As Schrager sees it, today’s zeitgeist is luxury. And the watchword is Julian Schnabel, who designed [with Anda Andrei] lots of the quirky decor that doubles as art and painted some of the huge canvases that double as decoration. What does Schnabel have to do with this moment in time? Not much. Presumably, that’s the idea. He’s not hip, just tireless: a 1980s artist and 1990s film director who made schmoozing into a shameless art form. And at 55, he’s an old guy who nonetheless likes to eat, drink, and party like there’s no tomorrow. The hotel, according to Schrager’s marketing prose, celebrates a bold and gracious eccentricity that is, apparently, a more sincere replacement for the smarty-pants design of Starck et al.

But if you’re not in on the backstory, the Gramercy Park looks as if it’s all about upholstery. Lots of it. There’s velvet in every conceivable form: tassled, gathered, pleated, fringed, and tacked. What’s not upholstered is draped in hand-embroidered, puddled red velvet, or carpeted in wool that was hand-tufted in Aubusson, France. The rooms are also done in deep, velvety red, green, and blue, with leather dining tables and crystalline “drinking cabinets” that light up like sparkly altars. What’s the point? That upholstery, the last frontier of luxury, can be revived? Or perhaps that you have to be Ian Schrager to find a good upholsterer these days?

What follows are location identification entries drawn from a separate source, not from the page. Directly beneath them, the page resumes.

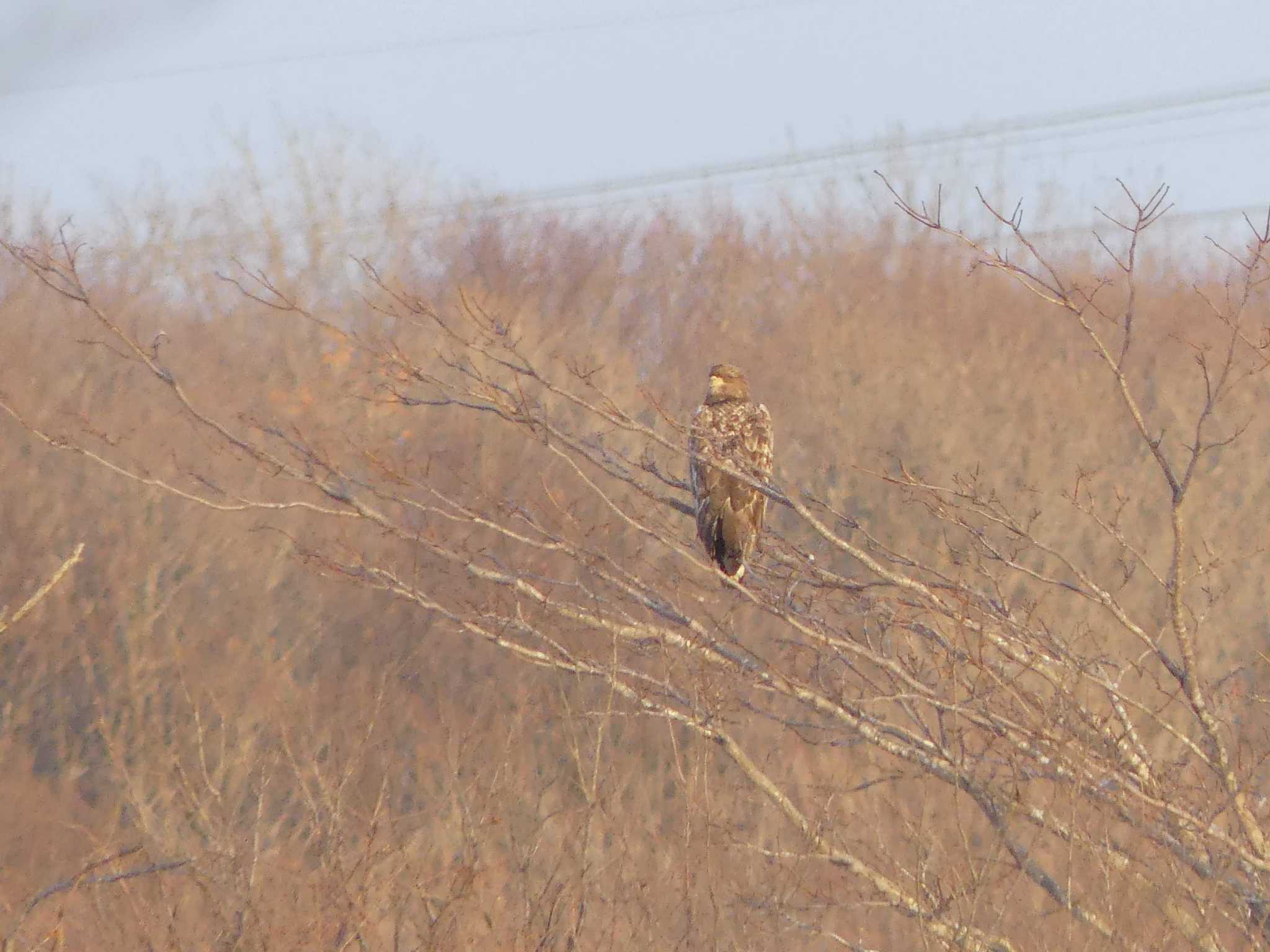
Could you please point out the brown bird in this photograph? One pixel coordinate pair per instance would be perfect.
(732, 430)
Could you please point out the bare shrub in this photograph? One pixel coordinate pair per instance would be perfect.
(941, 711)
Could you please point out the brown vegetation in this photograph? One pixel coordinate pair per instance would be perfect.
(389, 628)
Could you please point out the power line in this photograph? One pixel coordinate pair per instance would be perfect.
(415, 45)
(1013, 133)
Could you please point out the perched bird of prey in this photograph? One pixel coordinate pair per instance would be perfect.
(733, 430)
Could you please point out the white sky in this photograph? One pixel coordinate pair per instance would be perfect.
(98, 97)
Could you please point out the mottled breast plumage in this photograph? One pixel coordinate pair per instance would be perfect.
(729, 511)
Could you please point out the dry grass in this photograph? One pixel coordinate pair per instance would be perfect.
(346, 772)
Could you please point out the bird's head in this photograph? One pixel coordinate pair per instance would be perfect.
(727, 382)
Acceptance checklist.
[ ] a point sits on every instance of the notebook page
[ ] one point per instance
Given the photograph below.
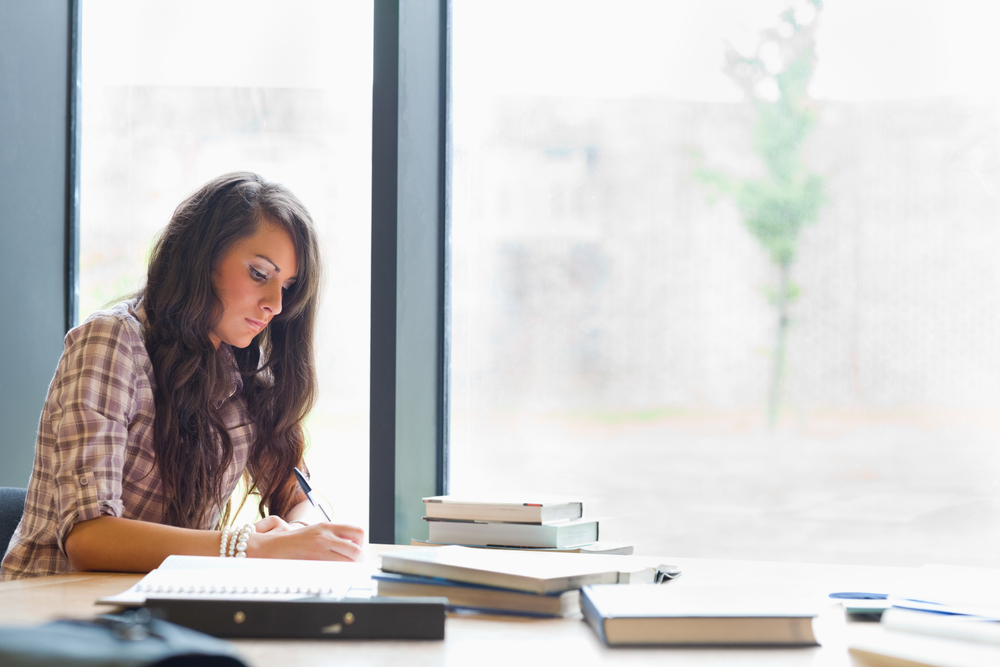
(243, 579)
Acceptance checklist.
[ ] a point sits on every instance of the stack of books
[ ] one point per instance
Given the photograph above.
(508, 581)
(555, 525)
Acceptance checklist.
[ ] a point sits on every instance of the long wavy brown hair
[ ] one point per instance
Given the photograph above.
(190, 441)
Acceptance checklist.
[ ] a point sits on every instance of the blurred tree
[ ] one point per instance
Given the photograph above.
(777, 205)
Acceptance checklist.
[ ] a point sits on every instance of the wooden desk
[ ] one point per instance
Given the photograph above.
(484, 640)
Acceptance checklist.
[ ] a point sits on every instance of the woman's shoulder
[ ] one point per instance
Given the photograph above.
(120, 325)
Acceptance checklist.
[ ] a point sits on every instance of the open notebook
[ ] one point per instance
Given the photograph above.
(204, 577)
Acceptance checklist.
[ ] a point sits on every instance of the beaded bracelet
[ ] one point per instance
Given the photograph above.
(232, 543)
(224, 542)
(242, 539)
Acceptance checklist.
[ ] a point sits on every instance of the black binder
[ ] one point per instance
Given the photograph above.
(310, 618)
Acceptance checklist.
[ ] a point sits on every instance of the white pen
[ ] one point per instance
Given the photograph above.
(306, 489)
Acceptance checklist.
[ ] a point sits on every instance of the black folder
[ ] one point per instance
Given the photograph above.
(310, 618)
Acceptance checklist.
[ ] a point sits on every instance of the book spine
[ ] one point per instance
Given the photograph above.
(411, 618)
(591, 615)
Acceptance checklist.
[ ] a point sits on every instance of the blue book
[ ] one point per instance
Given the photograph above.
(677, 615)
(476, 597)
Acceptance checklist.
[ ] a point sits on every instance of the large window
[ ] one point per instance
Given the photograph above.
(730, 344)
(177, 93)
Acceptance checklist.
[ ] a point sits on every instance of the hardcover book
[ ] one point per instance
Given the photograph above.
(480, 598)
(480, 533)
(523, 570)
(668, 615)
(538, 511)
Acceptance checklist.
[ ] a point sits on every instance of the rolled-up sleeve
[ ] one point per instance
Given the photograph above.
(90, 406)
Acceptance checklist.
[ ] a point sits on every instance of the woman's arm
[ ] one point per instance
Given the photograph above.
(114, 544)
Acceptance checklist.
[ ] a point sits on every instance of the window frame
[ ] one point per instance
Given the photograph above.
(410, 265)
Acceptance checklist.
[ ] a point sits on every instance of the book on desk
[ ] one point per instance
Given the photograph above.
(272, 598)
(510, 581)
(696, 616)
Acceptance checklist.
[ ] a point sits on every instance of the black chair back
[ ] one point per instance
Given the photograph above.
(11, 510)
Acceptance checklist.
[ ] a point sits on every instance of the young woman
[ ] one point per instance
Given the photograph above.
(160, 405)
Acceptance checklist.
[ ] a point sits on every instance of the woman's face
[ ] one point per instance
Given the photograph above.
(250, 280)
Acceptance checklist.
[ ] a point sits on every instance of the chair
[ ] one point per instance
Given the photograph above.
(11, 508)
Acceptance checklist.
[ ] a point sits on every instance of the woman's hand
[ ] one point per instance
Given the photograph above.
(320, 541)
(272, 523)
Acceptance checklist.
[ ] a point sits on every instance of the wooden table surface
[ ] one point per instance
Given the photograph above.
(483, 640)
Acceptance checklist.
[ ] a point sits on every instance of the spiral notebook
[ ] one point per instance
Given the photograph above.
(204, 577)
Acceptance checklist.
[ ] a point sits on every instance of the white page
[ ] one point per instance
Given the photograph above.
(244, 578)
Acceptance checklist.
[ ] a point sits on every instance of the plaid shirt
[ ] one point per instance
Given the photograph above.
(94, 454)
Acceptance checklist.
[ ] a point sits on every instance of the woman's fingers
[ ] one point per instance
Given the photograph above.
(321, 541)
(269, 523)
(345, 531)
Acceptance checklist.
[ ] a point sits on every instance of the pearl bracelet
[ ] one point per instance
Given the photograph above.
(234, 542)
(242, 539)
(224, 543)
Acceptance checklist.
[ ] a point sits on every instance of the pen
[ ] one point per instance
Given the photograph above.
(306, 489)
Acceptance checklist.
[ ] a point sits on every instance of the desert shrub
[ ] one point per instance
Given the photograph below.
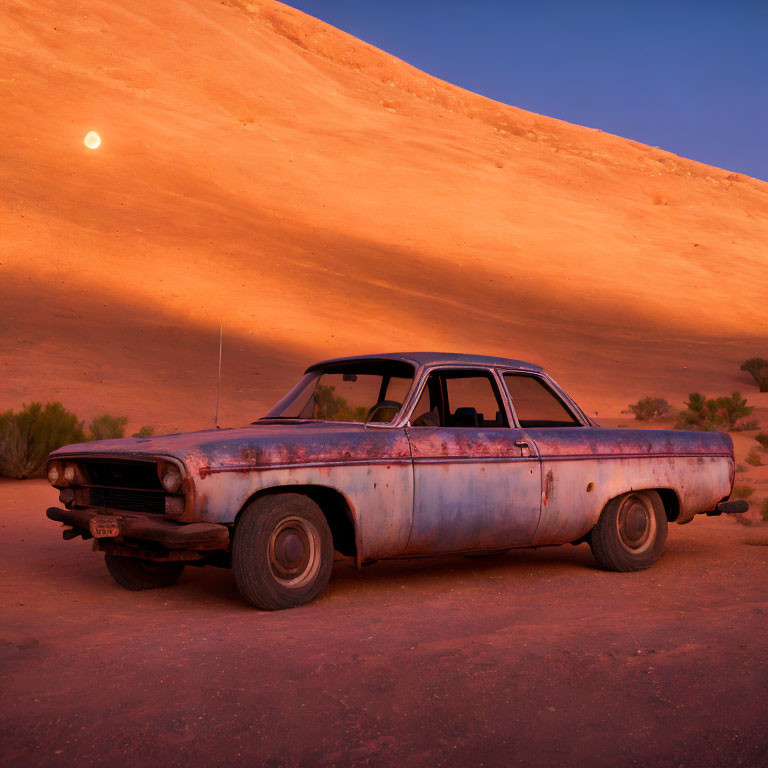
(27, 437)
(742, 491)
(713, 414)
(758, 368)
(107, 427)
(747, 426)
(650, 408)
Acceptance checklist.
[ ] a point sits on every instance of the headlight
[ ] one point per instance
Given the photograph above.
(55, 473)
(170, 476)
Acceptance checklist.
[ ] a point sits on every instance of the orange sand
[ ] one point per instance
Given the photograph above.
(325, 198)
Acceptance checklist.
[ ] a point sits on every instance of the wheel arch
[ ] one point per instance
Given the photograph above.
(668, 496)
(335, 506)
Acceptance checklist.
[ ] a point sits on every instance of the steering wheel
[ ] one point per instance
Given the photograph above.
(384, 404)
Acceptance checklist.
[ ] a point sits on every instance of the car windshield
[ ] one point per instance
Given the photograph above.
(362, 390)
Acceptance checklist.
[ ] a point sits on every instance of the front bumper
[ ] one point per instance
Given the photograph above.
(168, 533)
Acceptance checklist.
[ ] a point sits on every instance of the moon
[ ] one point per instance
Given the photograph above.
(92, 140)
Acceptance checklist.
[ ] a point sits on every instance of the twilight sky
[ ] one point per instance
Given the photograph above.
(689, 76)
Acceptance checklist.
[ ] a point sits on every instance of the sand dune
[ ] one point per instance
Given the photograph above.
(322, 197)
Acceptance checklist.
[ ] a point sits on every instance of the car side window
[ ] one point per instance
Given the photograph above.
(535, 404)
(460, 398)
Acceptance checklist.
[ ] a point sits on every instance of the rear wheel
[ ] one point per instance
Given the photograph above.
(631, 532)
(134, 573)
(282, 552)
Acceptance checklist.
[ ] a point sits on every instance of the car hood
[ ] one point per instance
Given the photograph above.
(258, 445)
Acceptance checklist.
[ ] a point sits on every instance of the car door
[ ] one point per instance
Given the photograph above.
(569, 474)
(477, 483)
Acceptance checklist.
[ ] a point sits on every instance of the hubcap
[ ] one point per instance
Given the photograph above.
(294, 552)
(636, 523)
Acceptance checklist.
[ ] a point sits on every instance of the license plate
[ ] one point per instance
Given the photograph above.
(104, 527)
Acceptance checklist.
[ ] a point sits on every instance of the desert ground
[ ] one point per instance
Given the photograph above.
(533, 658)
(319, 197)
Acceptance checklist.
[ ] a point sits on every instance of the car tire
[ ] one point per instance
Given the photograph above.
(630, 533)
(134, 573)
(282, 551)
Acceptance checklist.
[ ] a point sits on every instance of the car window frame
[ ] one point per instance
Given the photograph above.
(570, 407)
(491, 371)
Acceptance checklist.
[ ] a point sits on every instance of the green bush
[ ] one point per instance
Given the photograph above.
(742, 491)
(27, 437)
(758, 367)
(713, 414)
(650, 408)
(107, 427)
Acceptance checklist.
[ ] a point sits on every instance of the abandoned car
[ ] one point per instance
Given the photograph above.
(386, 456)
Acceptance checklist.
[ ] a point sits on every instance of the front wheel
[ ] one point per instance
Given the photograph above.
(134, 573)
(282, 552)
(631, 532)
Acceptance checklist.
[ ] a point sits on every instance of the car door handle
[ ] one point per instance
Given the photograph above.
(525, 448)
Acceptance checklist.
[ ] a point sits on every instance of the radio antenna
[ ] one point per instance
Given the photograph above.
(218, 376)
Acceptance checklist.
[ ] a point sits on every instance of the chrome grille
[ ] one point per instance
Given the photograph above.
(127, 499)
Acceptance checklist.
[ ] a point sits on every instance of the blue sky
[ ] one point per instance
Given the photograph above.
(689, 77)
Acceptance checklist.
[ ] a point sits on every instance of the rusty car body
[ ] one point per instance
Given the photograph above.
(386, 456)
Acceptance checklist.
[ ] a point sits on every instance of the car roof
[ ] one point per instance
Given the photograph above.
(441, 358)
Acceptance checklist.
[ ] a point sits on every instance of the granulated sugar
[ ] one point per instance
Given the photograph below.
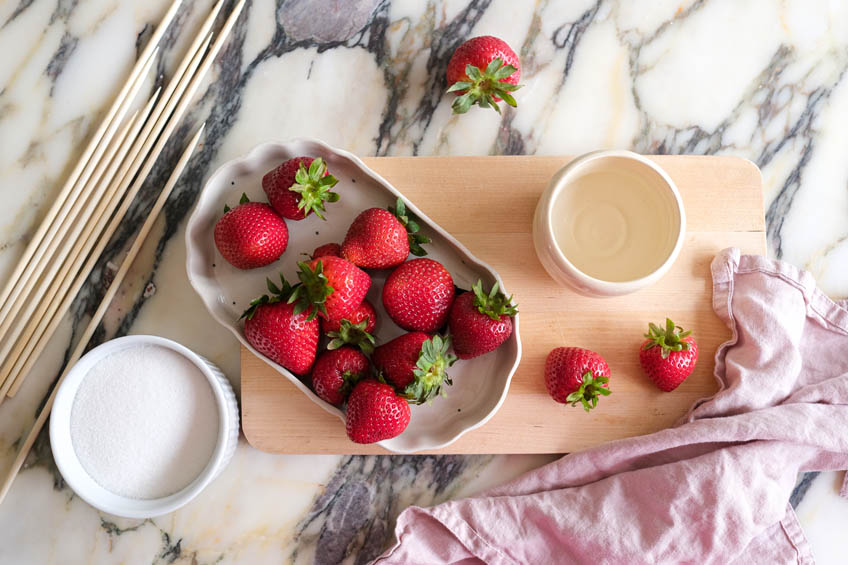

For Schrager’s old fans, the place is just too damn cozy. The lack of exclusion is palpable right from the start. You can walk into the lobby like you own the place, which feels more like a yummy Tuscan villa than a much-hyped hotel. On the ground floor, the surfaces that aren’t covered in fabric are paneled in incongruous woods, all rustic and reclaimed: There are thick Douglas fir boards on walls and columns, and on the ceilings, fumed cypress beams are in-filled by mushroom crate slats from Brooklyn. Elsewhere, the front desk hides from view while a giant white chandelier, custom and Venetian, hovers overhead, and a huge fireplace glows just beyond.

Lounging in the Rose Bar feels like being a cheeky expat who has imported rude American paintings and, for kicks, a pool table to accompany the soft Italian sofas. The heavily trained staff, in their casual, dark uniforms, maintain the fantasy. Clearly, they’ve been instructed to remain unobtrusive but ever-present. In fact, some have been un-trained: The veteran concierge confesses to being deprogrammed from his French-hotel manner, in favor of a bearing more empathetically chummy.

Chat with the concierges, personal assistants, doormen, and bartenders, and Schrager’s vision finally appears: It’s not furniture design he cares about now, but institutional warmth. It’s a “downtown Carlyle,” as one of his colleagues reportedly said. Okay, now we get it: a place where guests are ensconced in “an elegant private residential atmosphere” served by a staff as “discreet and polished,” as that grand dame of uptown hotels, born in 1930, describes herself. This time around, it’s time itself that Schrager wants to excise. He wants to deliver the stuff of legend right now. With feeling.